Mr. Pratt, a decorated Vietnam War veteran, said he was innocent and maintained there were audiotapes that would prove he had been at a Black Panthers meeting in Oakland on the day of the killing. His lawyers later said that FBI agents and police hid and possibly destroyed wiretap evidence from the meeting, which they had under surveillance.

His 1972 conviction came during a period of turmoil marked by shootouts between police and Black Panthers, and the high-profile trial of activist professor Angela Davis, who was acquitted of murder charges.

Although the Panthers were associated with violence, they also established free breakfast programs for poor children, health clinics, and pest-control services for those who needed them.

For years, Mr. Pratt's supporters pressed for his release to no avail. But two lawyers, Stuart Hanlon and Johnnie L. Cochran, were relentless in pursuing the case. Each time they were turned down, they filed new motions. In 1997, they won. Superior Court Judge Everett Dickey granted a new trial, saying the credibility of prosecution witness Butler could have been undermined had the jury known of his relationship with law enforcement. Mr. Pratt was freed later that month.

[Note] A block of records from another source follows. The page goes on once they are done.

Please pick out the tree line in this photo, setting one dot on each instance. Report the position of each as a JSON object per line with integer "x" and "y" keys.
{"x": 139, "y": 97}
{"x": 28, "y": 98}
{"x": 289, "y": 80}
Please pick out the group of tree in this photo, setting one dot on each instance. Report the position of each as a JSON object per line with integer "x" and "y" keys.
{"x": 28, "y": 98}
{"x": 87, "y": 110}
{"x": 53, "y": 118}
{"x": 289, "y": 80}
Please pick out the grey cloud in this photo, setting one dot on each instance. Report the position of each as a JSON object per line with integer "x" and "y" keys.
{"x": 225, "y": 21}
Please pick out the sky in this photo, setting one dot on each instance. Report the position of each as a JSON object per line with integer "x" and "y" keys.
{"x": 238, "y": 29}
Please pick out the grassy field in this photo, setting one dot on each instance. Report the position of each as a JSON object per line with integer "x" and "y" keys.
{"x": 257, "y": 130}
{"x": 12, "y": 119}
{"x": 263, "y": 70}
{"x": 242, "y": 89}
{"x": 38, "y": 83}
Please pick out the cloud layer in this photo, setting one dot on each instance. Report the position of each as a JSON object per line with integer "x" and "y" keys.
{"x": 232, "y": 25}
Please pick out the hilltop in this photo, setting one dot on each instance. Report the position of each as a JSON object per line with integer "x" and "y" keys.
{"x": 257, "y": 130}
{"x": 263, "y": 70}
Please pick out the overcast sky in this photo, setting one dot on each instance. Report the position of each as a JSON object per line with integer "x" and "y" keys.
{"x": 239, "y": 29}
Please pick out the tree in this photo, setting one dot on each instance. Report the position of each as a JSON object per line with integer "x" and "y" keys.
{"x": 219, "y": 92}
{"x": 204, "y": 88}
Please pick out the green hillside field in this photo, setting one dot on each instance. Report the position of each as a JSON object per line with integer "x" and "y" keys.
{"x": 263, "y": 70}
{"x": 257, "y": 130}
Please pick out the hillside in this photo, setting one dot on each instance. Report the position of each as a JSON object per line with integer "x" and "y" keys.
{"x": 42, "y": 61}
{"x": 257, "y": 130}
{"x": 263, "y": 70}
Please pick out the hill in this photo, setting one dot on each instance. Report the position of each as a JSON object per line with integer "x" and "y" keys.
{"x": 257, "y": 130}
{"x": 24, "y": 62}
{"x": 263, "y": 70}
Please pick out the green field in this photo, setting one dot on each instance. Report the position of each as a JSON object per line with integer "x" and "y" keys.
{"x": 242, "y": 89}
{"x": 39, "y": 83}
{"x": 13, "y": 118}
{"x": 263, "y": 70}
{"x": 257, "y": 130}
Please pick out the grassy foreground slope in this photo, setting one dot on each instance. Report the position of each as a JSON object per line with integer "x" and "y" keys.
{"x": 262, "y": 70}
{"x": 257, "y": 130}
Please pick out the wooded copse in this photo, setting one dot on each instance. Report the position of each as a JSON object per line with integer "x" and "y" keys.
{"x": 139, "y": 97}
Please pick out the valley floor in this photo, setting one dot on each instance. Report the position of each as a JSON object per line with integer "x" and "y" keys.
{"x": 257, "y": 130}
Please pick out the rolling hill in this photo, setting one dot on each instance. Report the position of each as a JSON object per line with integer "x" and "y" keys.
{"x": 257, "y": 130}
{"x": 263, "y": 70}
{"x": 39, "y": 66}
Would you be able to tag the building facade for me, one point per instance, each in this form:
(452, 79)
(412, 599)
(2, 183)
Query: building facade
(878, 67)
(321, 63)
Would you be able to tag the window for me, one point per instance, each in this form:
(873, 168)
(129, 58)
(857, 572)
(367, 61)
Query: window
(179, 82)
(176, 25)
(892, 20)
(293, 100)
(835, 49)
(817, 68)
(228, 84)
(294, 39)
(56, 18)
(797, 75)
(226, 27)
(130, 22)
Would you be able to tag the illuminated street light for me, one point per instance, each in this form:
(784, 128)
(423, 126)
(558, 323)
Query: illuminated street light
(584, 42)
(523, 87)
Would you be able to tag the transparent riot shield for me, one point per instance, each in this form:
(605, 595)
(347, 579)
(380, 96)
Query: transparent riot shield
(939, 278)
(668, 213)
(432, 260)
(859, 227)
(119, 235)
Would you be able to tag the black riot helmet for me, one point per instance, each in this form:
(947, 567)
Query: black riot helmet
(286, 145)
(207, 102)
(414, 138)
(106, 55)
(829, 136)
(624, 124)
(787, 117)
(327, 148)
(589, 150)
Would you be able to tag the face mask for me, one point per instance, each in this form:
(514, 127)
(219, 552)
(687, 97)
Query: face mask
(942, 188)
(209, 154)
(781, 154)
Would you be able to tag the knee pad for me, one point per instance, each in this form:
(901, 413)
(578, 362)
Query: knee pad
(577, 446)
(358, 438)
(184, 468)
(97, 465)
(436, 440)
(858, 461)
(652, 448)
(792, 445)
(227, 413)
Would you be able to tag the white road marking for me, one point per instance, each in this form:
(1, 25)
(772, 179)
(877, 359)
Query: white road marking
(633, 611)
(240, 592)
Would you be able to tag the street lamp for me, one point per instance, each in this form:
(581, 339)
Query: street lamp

Prosecutors announced two years later that they would abandon efforts to retry him. But they never acknowledged he was wrongly convicted.

Hanlon, the attorney who helped Mr. Pratt win his freedom, said Mr. Pratt refused to carry resentment over his treatment by the legal system. "He had no anger, he had no bitterness, he had no desire for revenge," he said.

Mr. Pratt settled a false-imprisonment and civil rights lawsuit against the FBI and the City of Los Angeles for $4.5 million in 2000.